Unfortunately, the high degree of sequence homology between the 5-HT2CR and 5-HT2BR has proved a major challenge in efforts to generate a truly specific high affinity 5-HT2CR agonist that does not stimulate 5-HT2BRs. Activity at the 5-HT2BR is a particular concern because action at these receptors is thought to contribute to the valvular heart disease reported in some patients following fenfluramine-phentermine use (Fitzgerald et al, 2000). Nevertheless, recent studies using combined pharmacological and genetic approaches in murine models have recently rekindled pharmaceutical interest in drug discovery programs focusing on generating more selective high affinity 5-HT2CR agonists; for example, it has been shown that fenfluramine influences appetite through the melanocortin system (Heisler et al, 2002).
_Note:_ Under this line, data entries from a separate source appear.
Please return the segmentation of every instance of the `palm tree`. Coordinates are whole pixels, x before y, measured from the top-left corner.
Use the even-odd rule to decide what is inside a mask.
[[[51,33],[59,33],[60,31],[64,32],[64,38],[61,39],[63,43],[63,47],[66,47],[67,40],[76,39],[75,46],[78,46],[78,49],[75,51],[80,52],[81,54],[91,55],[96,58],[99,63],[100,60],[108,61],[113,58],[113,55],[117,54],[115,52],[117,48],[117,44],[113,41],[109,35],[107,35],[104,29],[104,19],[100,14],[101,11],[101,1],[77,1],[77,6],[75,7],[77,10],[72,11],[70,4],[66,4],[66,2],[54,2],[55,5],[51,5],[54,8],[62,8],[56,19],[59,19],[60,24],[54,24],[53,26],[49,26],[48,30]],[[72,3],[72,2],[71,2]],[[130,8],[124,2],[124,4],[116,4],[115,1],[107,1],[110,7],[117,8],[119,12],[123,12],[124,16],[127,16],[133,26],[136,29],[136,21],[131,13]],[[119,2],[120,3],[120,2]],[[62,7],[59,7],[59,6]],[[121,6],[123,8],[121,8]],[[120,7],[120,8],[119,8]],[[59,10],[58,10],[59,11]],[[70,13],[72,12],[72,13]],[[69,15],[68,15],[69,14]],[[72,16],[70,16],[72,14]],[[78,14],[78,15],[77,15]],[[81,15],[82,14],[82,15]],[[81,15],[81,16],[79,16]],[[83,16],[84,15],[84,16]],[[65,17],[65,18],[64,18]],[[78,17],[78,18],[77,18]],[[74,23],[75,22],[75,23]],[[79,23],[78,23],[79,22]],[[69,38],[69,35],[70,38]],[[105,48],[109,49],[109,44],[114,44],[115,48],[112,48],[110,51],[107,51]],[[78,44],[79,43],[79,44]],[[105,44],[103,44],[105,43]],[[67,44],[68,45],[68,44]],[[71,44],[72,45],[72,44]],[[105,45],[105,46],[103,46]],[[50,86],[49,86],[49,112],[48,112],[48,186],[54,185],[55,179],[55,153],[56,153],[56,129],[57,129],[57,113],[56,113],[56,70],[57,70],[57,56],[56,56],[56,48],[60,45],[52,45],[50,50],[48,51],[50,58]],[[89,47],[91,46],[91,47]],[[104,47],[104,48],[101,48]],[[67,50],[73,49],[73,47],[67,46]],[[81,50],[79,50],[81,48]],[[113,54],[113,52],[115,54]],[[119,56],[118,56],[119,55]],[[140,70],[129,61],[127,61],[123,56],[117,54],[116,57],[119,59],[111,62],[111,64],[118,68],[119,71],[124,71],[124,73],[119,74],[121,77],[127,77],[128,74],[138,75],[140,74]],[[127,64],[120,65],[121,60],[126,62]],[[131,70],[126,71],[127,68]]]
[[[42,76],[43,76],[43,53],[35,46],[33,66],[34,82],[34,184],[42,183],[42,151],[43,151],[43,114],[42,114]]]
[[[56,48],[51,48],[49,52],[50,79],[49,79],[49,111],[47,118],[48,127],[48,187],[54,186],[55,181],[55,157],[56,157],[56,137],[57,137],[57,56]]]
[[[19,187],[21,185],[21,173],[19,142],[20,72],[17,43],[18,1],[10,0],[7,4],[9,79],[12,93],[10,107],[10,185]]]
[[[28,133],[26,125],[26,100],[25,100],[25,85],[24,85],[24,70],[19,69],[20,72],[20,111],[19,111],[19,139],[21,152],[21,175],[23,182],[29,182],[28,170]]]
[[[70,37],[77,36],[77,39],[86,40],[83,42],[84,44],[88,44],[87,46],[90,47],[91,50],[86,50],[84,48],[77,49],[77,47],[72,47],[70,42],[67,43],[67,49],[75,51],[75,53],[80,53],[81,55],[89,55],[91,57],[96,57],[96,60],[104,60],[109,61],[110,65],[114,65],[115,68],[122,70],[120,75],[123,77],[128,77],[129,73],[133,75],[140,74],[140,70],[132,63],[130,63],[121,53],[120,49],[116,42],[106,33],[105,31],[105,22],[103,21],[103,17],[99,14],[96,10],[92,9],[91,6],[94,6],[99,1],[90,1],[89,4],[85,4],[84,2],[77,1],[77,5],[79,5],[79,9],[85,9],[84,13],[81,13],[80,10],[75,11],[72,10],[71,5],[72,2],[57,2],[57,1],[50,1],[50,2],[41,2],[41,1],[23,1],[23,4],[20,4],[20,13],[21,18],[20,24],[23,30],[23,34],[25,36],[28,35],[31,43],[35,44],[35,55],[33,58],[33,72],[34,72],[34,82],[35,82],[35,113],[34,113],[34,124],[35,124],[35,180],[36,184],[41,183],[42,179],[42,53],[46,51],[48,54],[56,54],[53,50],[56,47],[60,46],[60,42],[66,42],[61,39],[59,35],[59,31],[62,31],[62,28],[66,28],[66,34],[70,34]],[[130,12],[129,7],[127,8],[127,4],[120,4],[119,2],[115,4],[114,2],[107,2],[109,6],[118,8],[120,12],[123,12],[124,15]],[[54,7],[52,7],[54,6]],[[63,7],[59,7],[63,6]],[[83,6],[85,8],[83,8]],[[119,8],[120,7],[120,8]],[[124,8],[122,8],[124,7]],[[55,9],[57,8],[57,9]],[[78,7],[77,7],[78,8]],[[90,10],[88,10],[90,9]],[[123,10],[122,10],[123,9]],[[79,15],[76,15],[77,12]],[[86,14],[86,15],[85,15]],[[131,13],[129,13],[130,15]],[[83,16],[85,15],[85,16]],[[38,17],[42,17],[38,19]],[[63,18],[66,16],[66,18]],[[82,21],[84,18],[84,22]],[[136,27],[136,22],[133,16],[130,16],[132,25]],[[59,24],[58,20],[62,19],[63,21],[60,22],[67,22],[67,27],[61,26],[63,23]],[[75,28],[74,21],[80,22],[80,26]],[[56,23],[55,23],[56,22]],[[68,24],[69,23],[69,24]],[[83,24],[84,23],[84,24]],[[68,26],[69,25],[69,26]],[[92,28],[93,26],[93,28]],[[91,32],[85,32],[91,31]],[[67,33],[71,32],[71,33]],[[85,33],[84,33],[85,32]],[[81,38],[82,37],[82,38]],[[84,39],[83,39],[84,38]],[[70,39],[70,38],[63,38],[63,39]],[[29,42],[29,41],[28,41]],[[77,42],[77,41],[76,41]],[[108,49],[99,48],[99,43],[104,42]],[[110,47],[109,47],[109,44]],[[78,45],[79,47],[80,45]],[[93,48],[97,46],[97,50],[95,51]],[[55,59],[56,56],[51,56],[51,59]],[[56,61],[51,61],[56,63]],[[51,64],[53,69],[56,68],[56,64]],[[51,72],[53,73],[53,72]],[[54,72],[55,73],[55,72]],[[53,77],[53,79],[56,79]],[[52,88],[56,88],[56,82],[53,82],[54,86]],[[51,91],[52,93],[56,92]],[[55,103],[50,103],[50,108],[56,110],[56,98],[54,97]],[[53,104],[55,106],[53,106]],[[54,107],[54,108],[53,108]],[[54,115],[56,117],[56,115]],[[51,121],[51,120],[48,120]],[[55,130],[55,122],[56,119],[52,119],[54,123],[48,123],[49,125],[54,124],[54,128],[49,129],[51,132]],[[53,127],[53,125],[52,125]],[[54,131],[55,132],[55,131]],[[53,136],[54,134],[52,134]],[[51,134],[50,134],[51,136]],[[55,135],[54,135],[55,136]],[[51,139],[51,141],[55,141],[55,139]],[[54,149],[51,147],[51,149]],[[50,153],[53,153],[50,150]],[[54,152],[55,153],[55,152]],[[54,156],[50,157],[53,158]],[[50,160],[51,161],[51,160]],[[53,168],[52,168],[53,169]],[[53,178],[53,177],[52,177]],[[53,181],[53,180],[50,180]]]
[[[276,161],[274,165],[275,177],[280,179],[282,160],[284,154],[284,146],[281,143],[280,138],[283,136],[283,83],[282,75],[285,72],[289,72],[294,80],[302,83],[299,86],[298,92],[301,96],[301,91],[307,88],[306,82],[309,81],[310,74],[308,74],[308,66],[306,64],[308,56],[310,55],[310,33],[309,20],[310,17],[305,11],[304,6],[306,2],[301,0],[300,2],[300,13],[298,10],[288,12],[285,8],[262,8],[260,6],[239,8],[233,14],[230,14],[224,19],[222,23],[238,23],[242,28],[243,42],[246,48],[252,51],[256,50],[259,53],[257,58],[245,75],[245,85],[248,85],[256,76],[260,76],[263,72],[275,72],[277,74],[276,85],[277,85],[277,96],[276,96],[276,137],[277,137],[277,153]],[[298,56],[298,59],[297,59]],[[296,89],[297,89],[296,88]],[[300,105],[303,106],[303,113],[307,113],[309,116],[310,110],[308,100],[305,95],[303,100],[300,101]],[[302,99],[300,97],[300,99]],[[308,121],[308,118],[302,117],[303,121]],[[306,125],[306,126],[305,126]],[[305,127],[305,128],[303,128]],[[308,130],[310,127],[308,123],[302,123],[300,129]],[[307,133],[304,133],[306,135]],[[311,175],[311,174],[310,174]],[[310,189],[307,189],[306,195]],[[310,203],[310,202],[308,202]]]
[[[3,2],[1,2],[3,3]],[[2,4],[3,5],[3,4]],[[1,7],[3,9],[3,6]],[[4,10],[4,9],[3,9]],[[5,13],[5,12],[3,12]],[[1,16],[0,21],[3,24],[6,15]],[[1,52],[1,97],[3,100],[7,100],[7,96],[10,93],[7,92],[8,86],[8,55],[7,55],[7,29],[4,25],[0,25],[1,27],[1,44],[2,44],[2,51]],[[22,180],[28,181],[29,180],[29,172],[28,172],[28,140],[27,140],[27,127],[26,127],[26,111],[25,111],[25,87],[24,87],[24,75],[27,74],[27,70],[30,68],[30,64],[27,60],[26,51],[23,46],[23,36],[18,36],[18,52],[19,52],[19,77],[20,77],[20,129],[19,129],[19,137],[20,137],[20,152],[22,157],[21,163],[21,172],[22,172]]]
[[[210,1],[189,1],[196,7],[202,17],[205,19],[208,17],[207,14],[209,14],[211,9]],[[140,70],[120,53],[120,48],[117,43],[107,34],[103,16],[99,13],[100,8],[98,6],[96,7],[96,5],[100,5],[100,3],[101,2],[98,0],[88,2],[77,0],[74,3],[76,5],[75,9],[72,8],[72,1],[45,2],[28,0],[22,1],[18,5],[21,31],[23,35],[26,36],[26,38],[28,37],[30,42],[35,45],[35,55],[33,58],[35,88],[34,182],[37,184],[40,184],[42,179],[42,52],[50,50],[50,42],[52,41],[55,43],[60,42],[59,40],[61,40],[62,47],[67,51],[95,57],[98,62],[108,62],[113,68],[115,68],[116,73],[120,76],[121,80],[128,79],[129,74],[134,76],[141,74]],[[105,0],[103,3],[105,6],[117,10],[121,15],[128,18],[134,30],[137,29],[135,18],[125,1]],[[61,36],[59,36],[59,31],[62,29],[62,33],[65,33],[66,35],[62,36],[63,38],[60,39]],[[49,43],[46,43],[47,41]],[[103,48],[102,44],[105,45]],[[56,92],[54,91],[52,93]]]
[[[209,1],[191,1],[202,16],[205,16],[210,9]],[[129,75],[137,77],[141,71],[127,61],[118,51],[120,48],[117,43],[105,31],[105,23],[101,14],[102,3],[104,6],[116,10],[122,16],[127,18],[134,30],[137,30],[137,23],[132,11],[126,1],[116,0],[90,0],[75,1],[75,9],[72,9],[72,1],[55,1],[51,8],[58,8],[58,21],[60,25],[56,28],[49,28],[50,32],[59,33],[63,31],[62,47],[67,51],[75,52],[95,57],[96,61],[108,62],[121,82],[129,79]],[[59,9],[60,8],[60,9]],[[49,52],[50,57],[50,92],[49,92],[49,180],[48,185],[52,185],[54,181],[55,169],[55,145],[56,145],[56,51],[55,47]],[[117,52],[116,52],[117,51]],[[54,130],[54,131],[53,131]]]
This brain pathway, specifically acting through the melanocortin 4 receptor, is critical for the normal regulation of energy balance, and integrates inputs from many other neuropeptides and neurotransmitters.

More recently, a distinct role for the 5-HT2CRs in glucose homeostasis has also been reported in rodents. Specifically, both a classic 5-HT2CR agonist (with binding affinity for other 5-HT receptors) and a more selective and high affinity 5-HT2CR agonist were demonstrated to reduce elevated insulin levels and improve glucose tolerance and insulin sensitivity in both genetically obese mice and in mice with diet-induced obesity, both with impaired glucose tolerance and insulin resistance (Zhou et al, 2007). Importantly, these effects were achieved at concentrations of the compounds which were too low to influence food intake, energy expenditure, locomotor activity, or body weight. These findings indicate that the 5-HT2CR may be a mechanistically novel target for the treatment of type 2 diabetes. This has been corroborated by genetic inactivation of the 5-HT2CR in mice, which, either alone or in combination with leptin deficiency, impairs glucose homeostasis (Wade et al, 2008). These findings identify a specific 5-HT receptor of relevance to a prevalent metabolic disease.

Together, these data indicate that the 5-HT2CR is an attractive and tractable potential drug target for the treatment of obesity and/or type 2 diabetes. Recent pharmaceutical efforts have led to the development of at least one compound that is currently in clinical trials for obesity treatment. Results from these trials are awaited with considerable interest.